Nikhil Naik, Ph.D., Director of AI Research at Salesforce Research, and the paper’s senior author, said: “Sequence-based models are very good at learning structure and rules when you train them with lots of data. They learn what words can go together, and also how they combine.”

The proteins had many possible designs. Lysozymes are small proteins with up to about 300 amino acids. But with 20 different amino acids, there are a huge number (20300) of possible combinations. That’s more than taking all the humans who ever lived, multiplied by the number of sand grains on Earth, multiplied by the number of atoms in the universe.

It’s amazing that the model can easily make working enzymes from so many possibilities.

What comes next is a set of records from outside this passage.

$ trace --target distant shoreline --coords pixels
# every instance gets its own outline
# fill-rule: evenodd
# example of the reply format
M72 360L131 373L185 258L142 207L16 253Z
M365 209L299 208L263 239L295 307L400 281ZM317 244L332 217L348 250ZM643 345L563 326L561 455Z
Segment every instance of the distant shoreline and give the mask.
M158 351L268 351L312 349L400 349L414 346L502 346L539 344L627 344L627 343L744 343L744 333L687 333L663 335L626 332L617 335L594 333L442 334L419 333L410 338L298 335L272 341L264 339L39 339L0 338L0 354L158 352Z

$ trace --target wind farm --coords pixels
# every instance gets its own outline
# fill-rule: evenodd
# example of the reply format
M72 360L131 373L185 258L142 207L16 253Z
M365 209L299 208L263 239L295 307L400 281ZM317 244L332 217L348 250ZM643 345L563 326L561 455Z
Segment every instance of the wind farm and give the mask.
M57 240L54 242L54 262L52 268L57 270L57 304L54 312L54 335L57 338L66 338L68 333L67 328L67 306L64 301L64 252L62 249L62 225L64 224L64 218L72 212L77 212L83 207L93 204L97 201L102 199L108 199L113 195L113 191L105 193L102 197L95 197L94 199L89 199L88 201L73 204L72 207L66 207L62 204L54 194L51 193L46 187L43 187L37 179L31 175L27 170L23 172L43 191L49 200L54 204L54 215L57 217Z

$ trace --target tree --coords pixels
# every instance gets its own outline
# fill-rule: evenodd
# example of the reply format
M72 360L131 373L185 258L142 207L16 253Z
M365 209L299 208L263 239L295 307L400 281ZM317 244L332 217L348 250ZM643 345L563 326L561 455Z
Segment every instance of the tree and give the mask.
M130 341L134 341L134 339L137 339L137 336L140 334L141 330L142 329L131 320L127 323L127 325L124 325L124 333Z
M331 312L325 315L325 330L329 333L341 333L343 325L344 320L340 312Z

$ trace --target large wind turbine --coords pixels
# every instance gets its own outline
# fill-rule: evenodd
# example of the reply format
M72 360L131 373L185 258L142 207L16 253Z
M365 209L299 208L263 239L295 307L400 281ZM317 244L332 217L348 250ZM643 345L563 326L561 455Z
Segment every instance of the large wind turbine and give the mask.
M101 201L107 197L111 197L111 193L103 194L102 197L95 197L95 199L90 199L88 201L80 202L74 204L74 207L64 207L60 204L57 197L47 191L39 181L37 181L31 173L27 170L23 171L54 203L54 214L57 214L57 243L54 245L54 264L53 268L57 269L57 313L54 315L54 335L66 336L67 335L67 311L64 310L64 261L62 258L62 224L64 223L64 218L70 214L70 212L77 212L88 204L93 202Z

Ali Madani, Ph.D., founder of Profluent Bio, a former research scientist at Salesforce Research, and the paper’s first author, said: “This shows we are entering a new era of protein design with the ability to create functional proteins from scratch out-of-the-box. This is a new and versatile tool for protein engineers, and we’re excited to see the therapeutic applications.”


Reference: “Large language models generate functional protein sequences across diverse families” by Ali Madani, Ben Krause, Eric R. Greene, Subu Subramanian, Benjamin P. Mohr, James M. Holton, Jose Luis Olmos Jr., Caiming Xiong, Zachary Z. Sun, Richard Socher, James S. Fraser and Nikhil Naik, 26 January 2023, Nature Biotechnology.